British merchant and financier (1803–1893)

Joseph Barrow Montefiore (24 June 1803 – 8 September 1893), merchant and financier, was the youngest son of Eliezer Montefiore, merchant, of Barbados and London, and his wife, Judith (née Barrow).

Montefiore was born on 24 June 1803 in London and was educated there. He married Rebecca Mocatta, and the couple had children.

He shared real estate interests in the Colony of New South Wales with his brother Jacob Barrow Montefiore. The two brothers were also partners in J. Barrow Montefiore & Co., and helped to found the Bank of Australasia, later the ANZ Bank; Jacob was a founding director, while Joseph was the Sydney representative. Among Joseph’s many investments in Australia were two ships that made five whaling voyages between 1830 and 1839.

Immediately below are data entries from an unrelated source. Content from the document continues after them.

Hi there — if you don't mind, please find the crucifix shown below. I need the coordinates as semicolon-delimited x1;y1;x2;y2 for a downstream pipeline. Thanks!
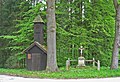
79;46;84;57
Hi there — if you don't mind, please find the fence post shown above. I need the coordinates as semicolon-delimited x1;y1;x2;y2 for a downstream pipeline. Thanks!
97;60;100;71
66;58;70;70
93;58;95;67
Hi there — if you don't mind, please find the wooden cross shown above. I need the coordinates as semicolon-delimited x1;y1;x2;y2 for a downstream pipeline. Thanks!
79;46;84;57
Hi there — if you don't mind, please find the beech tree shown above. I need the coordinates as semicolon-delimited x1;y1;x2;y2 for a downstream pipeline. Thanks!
111;0;120;69
46;0;58;72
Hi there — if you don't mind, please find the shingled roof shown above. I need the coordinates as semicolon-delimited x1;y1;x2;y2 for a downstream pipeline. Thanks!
33;15;44;23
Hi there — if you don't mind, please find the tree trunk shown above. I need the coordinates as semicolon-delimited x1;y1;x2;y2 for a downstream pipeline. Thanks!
46;0;58;72
111;0;120;69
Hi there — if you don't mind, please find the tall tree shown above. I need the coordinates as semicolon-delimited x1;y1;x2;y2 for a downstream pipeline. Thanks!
46;0;58;72
111;0;120;69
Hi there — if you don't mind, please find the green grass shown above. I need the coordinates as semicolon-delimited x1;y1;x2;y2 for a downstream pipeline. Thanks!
0;67;120;79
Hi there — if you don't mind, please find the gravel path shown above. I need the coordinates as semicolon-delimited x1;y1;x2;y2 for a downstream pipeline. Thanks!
0;75;120;82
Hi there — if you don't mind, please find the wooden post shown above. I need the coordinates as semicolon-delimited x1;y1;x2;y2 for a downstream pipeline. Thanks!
93;58;95;67
97;60;100;71
66;58;70;70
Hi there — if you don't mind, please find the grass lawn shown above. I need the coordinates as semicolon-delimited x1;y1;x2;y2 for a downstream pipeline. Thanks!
0;67;120;79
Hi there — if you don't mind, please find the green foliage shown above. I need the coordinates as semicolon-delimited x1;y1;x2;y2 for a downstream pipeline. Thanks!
0;67;120;79
0;0;115;66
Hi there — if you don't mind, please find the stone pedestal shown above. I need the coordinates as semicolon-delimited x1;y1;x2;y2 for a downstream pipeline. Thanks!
77;57;85;67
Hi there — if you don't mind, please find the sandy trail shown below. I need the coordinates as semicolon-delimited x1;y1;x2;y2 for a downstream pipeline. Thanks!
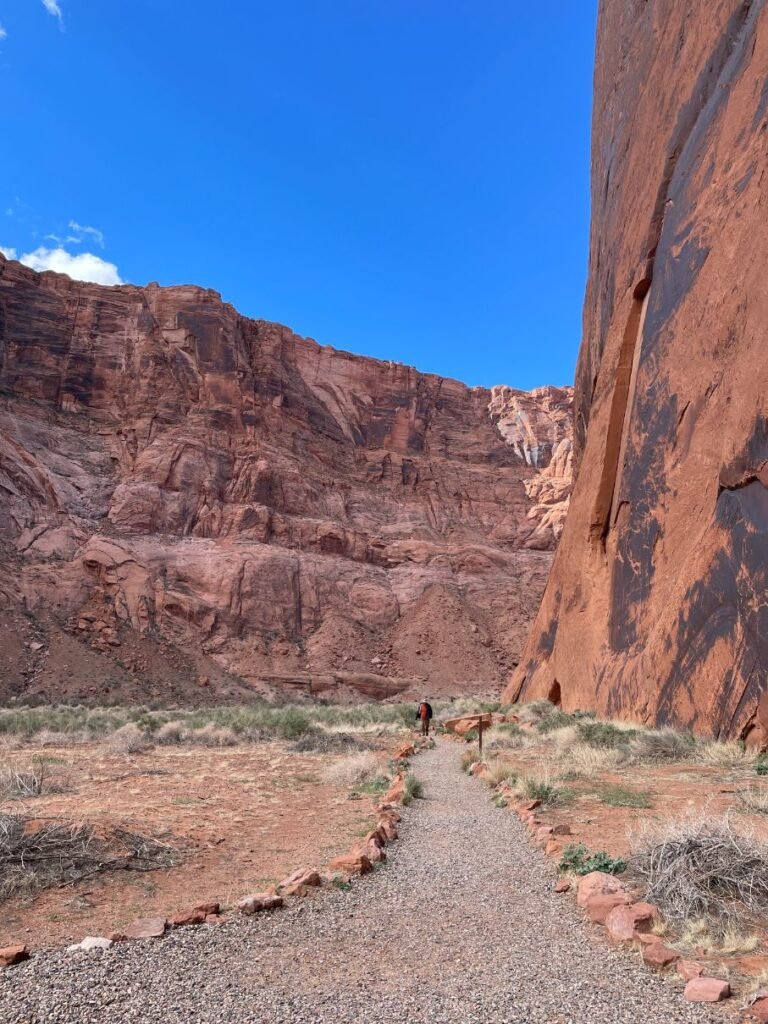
0;741;724;1024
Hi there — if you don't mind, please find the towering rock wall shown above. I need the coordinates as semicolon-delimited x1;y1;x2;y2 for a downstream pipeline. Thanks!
507;0;768;736
0;258;571;698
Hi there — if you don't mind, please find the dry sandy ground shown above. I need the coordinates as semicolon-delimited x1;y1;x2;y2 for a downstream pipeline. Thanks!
0;743;380;949
481;732;768;991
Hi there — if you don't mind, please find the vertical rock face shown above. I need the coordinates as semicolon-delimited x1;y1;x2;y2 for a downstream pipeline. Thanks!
507;0;768;735
0;258;572;696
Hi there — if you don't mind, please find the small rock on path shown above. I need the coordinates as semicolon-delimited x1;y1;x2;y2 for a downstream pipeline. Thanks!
0;741;723;1024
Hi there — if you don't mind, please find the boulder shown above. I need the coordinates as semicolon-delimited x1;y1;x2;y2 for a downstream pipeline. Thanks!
677;961;703;981
585;892;632;925
278;867;323;896
577;871;626;908
123;918;167;939
238;893;286;914
67;935;114;953
643;942;690;966
328;850;373;874
750;995;768;1021
0;942;30;967
605;903;658;942
379;818;397;843
168;910;208;928
685;977;731;1002
360;840;387;864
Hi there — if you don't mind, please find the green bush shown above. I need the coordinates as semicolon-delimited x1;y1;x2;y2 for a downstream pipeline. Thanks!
560;843;627;874
577;721;637;751
522;775;563;804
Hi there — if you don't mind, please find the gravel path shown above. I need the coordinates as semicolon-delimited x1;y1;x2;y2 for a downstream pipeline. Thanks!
0;742;725;1024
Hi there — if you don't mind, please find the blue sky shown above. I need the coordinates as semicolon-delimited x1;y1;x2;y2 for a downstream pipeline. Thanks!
0;0;596;388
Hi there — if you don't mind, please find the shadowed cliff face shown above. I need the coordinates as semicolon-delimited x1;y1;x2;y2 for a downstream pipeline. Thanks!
507;0;768;736
0;259;571;696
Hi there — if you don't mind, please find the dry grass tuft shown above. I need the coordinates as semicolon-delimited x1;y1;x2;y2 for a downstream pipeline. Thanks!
560;743;627;778
0;814;179;899
631;729;695;762
323;751;381;785
634;815;768;936
106;722;152;754
695;741;757;768
738;785;768;814
486;758;516;788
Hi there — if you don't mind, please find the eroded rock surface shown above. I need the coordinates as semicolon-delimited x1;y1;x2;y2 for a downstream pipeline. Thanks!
507;0;768;736
0;257;571;699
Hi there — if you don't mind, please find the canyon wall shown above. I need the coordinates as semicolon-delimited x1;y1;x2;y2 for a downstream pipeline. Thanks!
0;257;572;700
506;0;768;738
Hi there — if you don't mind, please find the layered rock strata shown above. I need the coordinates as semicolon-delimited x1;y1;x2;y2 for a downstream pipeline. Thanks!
0;257;571;698
506;0;768;736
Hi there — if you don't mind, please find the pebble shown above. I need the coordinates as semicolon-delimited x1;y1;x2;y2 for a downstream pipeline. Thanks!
0;741;722;1024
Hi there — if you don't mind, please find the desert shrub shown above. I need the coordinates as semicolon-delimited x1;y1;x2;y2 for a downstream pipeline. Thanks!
597;785;651;807
494;722;524;736
577;722;636;751
517;775;566;804
186;722;238;746
0;758;55;800
633;816;768;933
487;761;517;786
738;786;768;814
632;729;696;761
155;721;189;746
536;711;578;735
694;740;755;768
106;722;151;754
560;743;628;778
560;843;627;874
517;700;557;725
402;772;424;807
0;814;180;900
323;751;382;785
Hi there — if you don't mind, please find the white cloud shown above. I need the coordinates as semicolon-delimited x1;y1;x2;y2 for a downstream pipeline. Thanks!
11;246;123;285
43;0;62;25
68;220;104;249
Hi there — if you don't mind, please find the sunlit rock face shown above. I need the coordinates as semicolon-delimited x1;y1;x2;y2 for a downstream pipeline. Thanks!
0;258;571;697
507;0;768;738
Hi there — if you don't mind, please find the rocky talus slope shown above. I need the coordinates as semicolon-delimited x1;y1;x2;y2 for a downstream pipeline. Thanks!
0;257;571;699
507;0;768;737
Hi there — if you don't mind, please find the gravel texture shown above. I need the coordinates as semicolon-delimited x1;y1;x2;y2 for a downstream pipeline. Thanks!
0;741;725;1024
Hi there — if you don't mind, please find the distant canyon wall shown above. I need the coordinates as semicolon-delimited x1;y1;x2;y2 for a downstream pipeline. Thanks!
506;0;768;736
0;257;572;698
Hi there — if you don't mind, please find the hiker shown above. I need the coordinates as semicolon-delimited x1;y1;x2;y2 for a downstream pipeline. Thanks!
416;697;432;736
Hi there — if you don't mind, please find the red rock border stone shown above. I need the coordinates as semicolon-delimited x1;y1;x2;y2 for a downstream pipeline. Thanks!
0;737;432;969
469;762;733;1007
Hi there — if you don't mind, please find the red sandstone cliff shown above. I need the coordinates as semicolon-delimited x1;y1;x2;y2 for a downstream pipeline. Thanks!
506;0;768;736
0;257;571;699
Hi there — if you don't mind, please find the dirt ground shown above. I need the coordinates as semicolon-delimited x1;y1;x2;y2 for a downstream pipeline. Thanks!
0;742;382;949
485;744;768;992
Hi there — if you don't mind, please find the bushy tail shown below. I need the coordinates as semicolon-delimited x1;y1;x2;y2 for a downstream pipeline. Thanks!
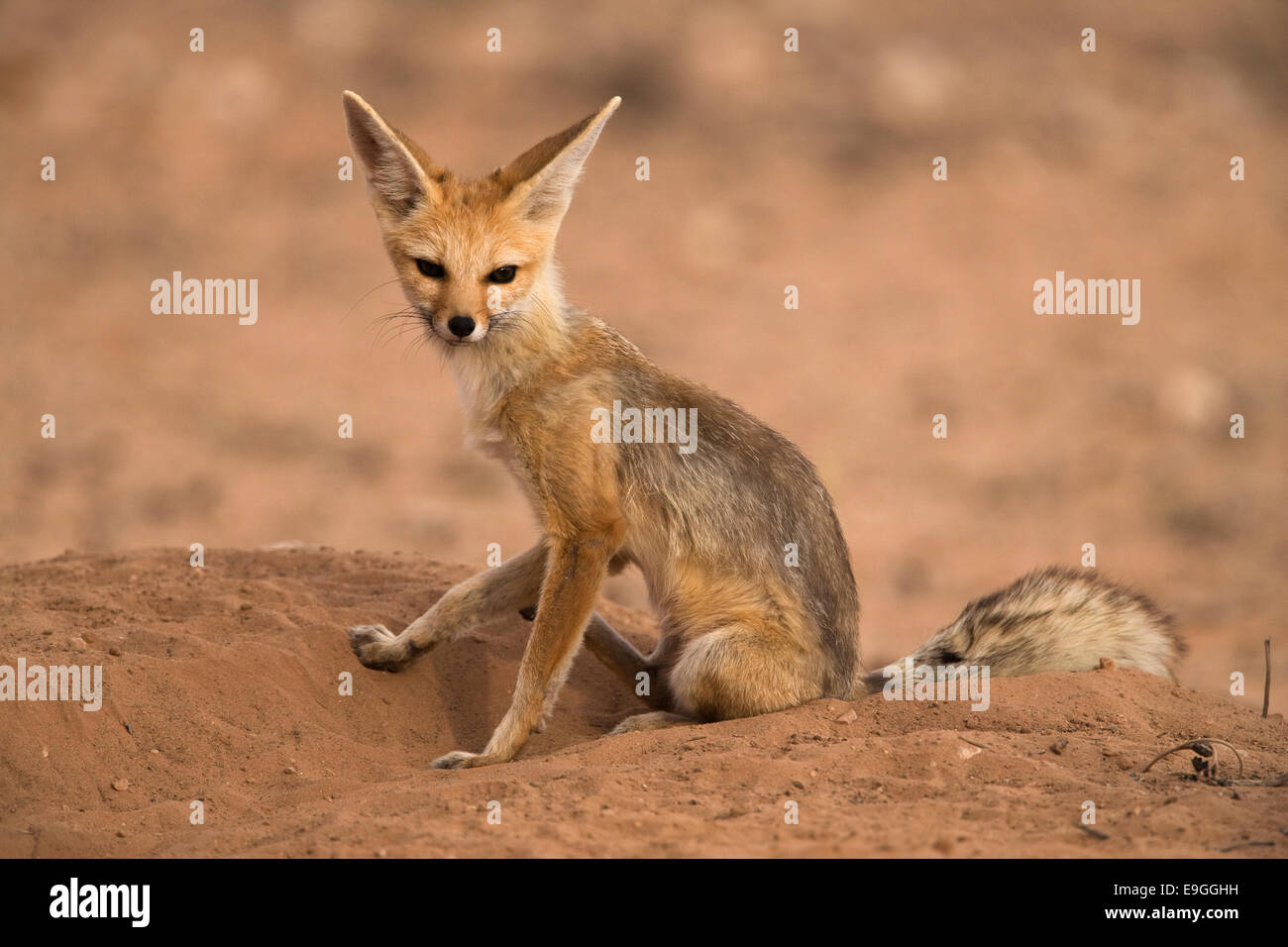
866;567;1185;691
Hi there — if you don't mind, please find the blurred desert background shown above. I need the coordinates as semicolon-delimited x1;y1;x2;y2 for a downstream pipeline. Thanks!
0;0;1288;716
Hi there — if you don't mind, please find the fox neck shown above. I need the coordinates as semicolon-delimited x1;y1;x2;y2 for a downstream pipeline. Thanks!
447;265;572;441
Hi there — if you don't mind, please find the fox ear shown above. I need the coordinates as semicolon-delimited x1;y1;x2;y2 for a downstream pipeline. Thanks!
499;95;622;227
344;91;443;214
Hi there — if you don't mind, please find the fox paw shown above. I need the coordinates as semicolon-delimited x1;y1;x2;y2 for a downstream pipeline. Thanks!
349;625;407;672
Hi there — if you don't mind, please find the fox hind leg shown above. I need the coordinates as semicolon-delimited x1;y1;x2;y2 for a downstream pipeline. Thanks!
667;624;823;720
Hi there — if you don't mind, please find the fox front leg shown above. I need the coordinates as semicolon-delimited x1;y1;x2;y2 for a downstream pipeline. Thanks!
349;543;546;672
433;536;610;770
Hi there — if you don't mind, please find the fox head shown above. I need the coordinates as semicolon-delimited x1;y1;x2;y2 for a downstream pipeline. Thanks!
344;91;621;353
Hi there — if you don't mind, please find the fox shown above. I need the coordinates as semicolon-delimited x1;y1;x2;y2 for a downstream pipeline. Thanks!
343;91;1185;770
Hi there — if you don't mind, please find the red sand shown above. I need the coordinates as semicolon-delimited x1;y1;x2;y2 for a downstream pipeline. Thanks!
0;549;1288;857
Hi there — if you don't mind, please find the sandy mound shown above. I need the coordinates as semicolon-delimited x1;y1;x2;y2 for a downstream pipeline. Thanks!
0;548;1288;856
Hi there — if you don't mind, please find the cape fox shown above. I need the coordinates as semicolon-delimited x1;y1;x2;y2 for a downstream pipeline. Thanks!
344;91;1182;768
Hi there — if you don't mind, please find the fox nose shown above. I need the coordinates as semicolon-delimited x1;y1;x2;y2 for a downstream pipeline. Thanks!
447;316;474;339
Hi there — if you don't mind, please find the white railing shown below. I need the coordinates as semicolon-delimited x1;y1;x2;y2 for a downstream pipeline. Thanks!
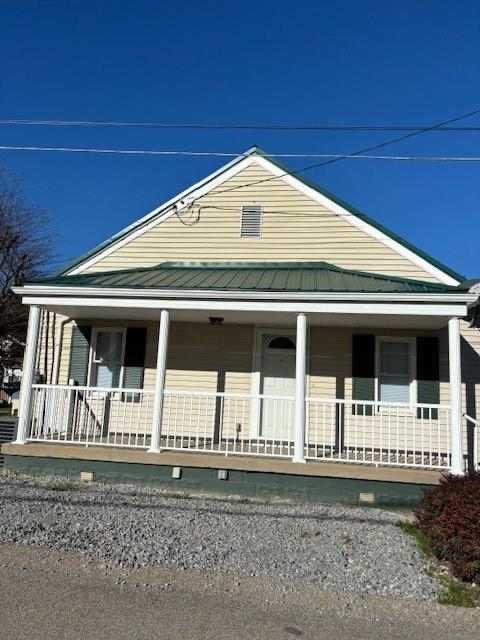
463;413;480;471
28;384;450;469
305;398;450;469
161;390;295;457
28;384;154;447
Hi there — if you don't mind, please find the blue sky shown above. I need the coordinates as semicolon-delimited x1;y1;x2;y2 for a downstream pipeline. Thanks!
0;0;480;277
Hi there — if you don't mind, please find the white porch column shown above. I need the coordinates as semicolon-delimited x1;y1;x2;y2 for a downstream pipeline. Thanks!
149;309;170;453
15;305;40;444
448;318;464;475
293;313;307;462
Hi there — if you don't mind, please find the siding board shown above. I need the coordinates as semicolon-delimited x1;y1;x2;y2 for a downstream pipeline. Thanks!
80;165;444;282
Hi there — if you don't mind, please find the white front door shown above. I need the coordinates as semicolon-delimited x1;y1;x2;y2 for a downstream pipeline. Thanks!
260;333;295;440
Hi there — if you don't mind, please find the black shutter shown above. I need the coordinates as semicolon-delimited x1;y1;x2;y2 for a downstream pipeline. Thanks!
123;327;147;400
68;324;92;385
417;336;440;420
352;334;375;416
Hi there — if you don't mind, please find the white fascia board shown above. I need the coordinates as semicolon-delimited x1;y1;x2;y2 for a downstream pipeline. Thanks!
255;156;460;285
18;295;467;318
13;285;478;304
65;156;256;276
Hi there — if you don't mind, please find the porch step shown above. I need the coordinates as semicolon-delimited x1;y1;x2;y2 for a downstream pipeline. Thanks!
0;418;18;465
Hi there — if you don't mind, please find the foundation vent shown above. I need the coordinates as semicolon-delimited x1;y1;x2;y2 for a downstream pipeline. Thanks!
358;491;375;504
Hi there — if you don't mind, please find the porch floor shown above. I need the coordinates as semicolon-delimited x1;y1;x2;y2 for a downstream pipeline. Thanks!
2;442;442;485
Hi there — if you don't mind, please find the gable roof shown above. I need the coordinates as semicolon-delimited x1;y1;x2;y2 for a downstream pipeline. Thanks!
57;146;464;284
31;262;462;293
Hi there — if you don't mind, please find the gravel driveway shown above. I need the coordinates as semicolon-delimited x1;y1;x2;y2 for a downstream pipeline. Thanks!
0;475;441;600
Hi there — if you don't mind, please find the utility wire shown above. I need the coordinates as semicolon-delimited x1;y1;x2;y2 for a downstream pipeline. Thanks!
211;109;480;195
0;146;480;160
0;118;480;132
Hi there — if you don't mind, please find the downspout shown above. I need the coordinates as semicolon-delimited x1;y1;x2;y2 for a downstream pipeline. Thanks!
52;318;70;384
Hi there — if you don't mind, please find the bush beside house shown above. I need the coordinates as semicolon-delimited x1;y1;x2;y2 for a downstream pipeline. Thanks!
416;471;480;583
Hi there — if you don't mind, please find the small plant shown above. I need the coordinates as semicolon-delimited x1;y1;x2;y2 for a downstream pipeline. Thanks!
415;471;480;583
398;521;480;607
2;469;19;478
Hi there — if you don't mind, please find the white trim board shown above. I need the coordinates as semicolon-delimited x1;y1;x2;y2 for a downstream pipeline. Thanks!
67;154;459;285
17;295;468;318
13;284;477;304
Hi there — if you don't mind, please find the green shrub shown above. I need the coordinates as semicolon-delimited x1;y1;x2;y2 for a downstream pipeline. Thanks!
415;471;480;582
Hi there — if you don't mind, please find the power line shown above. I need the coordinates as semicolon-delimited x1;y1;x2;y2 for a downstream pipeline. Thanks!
0;146;480;160
0;119;480;132
211;109;480;194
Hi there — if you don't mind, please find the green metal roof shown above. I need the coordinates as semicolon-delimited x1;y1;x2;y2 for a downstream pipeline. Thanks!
57;145;465;282
27;262;461;293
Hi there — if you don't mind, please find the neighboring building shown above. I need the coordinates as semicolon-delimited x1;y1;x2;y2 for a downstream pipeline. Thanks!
2;367;22;388
4;148;480;503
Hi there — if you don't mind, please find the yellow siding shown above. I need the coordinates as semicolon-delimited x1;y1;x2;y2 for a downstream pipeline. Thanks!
39;316;480;455
81;165;437;281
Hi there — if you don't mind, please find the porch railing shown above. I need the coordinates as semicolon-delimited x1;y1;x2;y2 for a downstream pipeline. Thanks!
28;385;450;469
305;398;451;469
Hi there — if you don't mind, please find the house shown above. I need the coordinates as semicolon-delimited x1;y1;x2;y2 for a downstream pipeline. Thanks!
3;147;480;504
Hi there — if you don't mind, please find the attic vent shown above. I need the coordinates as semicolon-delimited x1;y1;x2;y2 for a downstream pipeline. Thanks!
240;204;262;238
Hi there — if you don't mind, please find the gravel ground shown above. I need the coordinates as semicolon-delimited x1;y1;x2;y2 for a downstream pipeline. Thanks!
0;475;441;601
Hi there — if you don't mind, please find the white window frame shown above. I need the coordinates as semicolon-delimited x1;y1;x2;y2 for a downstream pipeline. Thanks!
375;336;417;411
87;327;127;389
238;202;264;240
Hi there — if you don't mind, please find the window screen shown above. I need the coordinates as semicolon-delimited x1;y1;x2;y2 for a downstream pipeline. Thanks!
378;340;411;403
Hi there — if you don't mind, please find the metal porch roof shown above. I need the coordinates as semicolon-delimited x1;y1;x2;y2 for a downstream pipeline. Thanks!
26;262;464;293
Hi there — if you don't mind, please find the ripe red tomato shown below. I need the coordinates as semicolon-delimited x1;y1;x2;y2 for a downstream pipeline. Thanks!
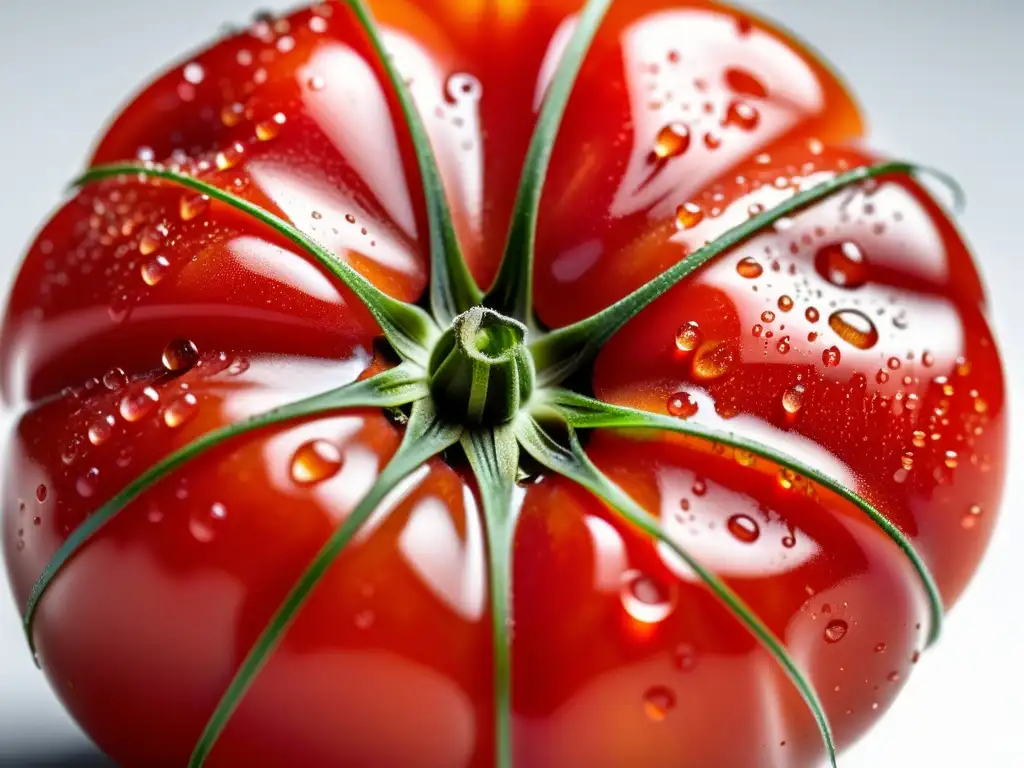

Both brothers suffered London bankruptcy proceedings in 1844, but by the time of Jacob's second visit to Adelaide in 1854, Joseph was once again a successful businessman, as proprietor of J. B. Montefiore & Co. It was during the 1840s–1850s that he was resident in Adelaide, in St John's Street.

He died on 8 September 1893 in Brighton. His estate was sworn for probate at £1,250,000.

==Other family relationships==
- British philanthropist Moses Montefiore was a cousin of Jacob and Joseph.
- Jacob Levi Montefiore (1819–1885), New South Wales politician, was a nephew of the brothers. Jacob Levi (who arrived in Sydney in 1837) later became a director of the Bank of Australasia, in 1855.
- Eliezer Levi Montefiore, brother of Jacob Levi, who married his Joseph's daughter (i.e. Eliezer's cousin) Esther Hannah Barrow Montefiore in Adelaide, was another nephew.

===Other siblings===
- Moses Eliezer Montefiore (born 1798?) may have been a brother to Jacob and Joseph Barrow Montefiore. According to a genealogy on the Museum of the Jewish People's database, there were siblings as follows: Rachel, John (1854–1795, four children), Moses Eliezer, Evalina (m. Abraham Mocatta – same family as Joseph Barrow M's wife), Esther Hannah (who married Isaac Levi and had Levi Eliezer, see above).

===Barbados Barrows===
From will transcripts:
- Simon Barrow of St Michael (will 21 May 1801): daughters Judith Barrow, Rebecca Barrow and Sarah Barrow; son Joseph; grandson Simon Barrow, son of late son Jacob.
- Joseph Barrow of St Michael (undated): wife Sarah. "After Sarah's death the Barbados house to go to Moses Eliezer Montefiore, son of my niece Judith Montefiore." (Niece Judith Montefiore is wife of Eliezer.)
- Sarah Barrow of St Michael (31 March 1814): "Relic of Joseph Barrow Esqr deceased."